As a food blogger I rarely blog about anything besides food. Today I’m taking the opportunity to share some insight into myself as The Stay At Home Chef you probably don’t know. I hope that my story inspires you and brings you hope for whatever miracle you are in need of in your own life.
It all happened in October 2010. It’s been four years, and it is a privilege to share the story with you.

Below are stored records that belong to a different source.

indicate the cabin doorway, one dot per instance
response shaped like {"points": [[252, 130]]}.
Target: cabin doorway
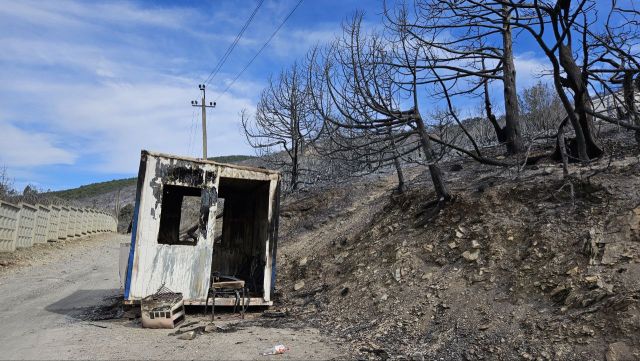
{"points": [[241, 232]]}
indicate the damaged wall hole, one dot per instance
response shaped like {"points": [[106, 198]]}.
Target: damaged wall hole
{"points": [[179, 219]]}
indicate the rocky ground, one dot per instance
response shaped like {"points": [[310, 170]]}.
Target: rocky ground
{"points": [[514, 268], [62, 301]]}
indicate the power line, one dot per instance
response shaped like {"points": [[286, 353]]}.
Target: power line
{"points": [[261, 49], [232, 46]]}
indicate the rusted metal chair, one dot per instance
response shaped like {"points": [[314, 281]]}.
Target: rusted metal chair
{"points": [[227, 286]]}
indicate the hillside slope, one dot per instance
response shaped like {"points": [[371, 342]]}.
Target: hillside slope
{"points": [[512, 269]]}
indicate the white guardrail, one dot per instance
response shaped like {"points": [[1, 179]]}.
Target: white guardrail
{"points": [[23, 225]]}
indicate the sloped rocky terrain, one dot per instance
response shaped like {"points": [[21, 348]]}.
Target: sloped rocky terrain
{"points": [[513, 268]]}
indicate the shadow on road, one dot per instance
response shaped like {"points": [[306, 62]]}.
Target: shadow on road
{"points": [[89, 305]]}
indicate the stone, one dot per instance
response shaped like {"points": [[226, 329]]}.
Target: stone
{"points": [[303, 262], [471, 255], [396, 275], [619, 351], [298, 285], [574, 271], [190, 335]]}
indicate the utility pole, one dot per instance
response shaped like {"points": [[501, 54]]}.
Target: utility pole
{"points": [[204, 106]]}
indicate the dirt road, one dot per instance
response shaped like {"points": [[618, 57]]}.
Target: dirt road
{"points": [[50, 310]]}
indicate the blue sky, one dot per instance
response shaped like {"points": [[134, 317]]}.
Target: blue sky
{"points": [[85, 85]]}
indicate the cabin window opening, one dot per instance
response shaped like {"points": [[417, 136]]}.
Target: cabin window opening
{"points": [[181, 220]]}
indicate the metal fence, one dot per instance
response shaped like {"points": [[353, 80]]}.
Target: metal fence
{"points": [[23, 225]]}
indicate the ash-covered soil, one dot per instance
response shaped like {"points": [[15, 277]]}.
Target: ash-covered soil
{"points": [[514, 268]]}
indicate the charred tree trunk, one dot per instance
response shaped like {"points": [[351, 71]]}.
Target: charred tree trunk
{"points": [[294, 166], [628, 88], [585, 145], [434, 169], [396, 163], [500, 133], [401, 184], [512, 134]]}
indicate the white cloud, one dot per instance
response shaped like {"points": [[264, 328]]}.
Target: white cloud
{"points": [[530, 69], [27, 148]]}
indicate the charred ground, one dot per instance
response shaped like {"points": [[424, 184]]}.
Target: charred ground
{"points": [[513, 268]]}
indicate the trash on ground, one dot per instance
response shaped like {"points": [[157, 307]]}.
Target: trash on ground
{"points": [[189, 335], [163, 309], [276, 350]]}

I had a difficult pregnancy with my son, Dexter. When we decided to try and get pregnant again we thought it couldn’t possibly be any worse. I found out I was pregnant before I could even get a positive pregnancy test. The “morning sickness” had hit almost immediately and I couldn’t keep anything down. A couple of weeks later it was confirmed by a pregnancy test. We had to start telling people at the 6 week mark because I was so ill I couldn’t hide it. A couple weeks after that I was hospitalized for hyperemesis gravidarum (HG), a condition recently brought onto the public stage by Kate Middleton. It is something far beyond morning sickness. I was in and out of the hospital a few times before I was set up with a PICC line and home nursing care where I was on intravenous fluids 24 hours a day.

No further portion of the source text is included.